Jennings and Josh Smith were Joe Dumars’s two big acquisitions for the 2013-14 season, but their styles didn’t mesh at all, and the fourth quarter of close games often turned into both of them trying to take over games while their teammates stood and watched.
That didn’t change in Stan Van Gundy’s first year, but Van Gundy got sick of it in a hurry. At Christmas, with the Pistons at 5-23, he waived Smith, meaning the team would have to eat most of his contract.
Everything changed at that point. The Pistons won 12 of their next 15 games, including road wins against Cleveland, San Antonio, Dallas and Toronto, and with two of the three losses coming to Atlanta. In less than a month, they’d gone from one of the league’s biggest jokes to a serious contender for an Eastern Conference playoff spot.
Jennings was the star of the surge, averaging 20.0 points and 7.2 assists while turning the ball over less than twice a game. He put an exclamation point on the run on Jan. 21, putting up 24 points and 21 assists in a win over Orlando – the first 20/20 by a Pistons point guard since Isiah Thomas.
It all came crashing to a halt on Jan. 24, when Jennings cleanly tore his Achilles in a non-contact injury in Milwaukee. Jennings headed to rehab, and Detroit’s playoff chances slipped away. They went 15-24 the rest of the season, and could never put together a sustained run for the eighth spot.
However, they also did something that changed Jennings’s future. At the trade deadline, the Pistons acquired Jackson from Oklahoma City, and in 27 games, he averaged 17.6 points and 9.2 assists, including a 20-20 game of his own.

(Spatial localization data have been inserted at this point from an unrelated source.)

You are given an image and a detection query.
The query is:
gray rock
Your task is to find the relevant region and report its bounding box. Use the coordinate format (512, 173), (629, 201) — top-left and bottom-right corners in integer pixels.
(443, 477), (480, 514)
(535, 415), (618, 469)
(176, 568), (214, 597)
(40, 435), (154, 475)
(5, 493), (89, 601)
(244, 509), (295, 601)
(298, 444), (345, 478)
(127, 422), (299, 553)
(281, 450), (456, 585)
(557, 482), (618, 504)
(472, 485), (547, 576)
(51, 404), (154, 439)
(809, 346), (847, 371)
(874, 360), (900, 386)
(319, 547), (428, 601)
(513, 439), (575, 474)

With Jennings facing an uncertain future, the Pistons had to lock up Jackson – a restricted free agent – but Van Gundy stunned the league by giving him a five-year, $80 million deal.
Jennings knows that means that he’s no longer the point guard of Detroit’s future, and trade rumors are already circulating as to where he’ll end up when he’s healthy.

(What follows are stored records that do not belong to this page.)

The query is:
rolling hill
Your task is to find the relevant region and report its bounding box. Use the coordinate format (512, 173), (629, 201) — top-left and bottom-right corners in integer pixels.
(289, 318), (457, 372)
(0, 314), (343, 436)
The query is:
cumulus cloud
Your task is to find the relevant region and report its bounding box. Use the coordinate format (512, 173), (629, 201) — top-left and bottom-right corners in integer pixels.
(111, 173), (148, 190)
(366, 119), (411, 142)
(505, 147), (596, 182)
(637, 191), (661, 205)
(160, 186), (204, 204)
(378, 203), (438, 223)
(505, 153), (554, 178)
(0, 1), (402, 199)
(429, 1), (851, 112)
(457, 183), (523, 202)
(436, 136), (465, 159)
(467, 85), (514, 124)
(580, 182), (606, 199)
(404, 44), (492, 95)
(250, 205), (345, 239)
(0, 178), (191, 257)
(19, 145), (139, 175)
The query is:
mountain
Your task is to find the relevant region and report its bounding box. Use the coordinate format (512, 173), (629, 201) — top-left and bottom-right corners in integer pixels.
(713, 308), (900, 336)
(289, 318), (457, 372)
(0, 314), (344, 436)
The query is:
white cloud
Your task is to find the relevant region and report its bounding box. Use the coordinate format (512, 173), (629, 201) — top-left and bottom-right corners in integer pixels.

At the moment, though, he’s only focused on returning to the point where Van Gundy will have to make decisions about him, both as the team’s president and coach.
“I’m going to come back when I’m ready,” he said on the podcast. “I don’t know if I’ll be ready for training camp – I don’t know for sure. I’m definitely going to take my time through training camp and the preseason.
“I probably won’t be back to myself until at least around December, that’s for sure.”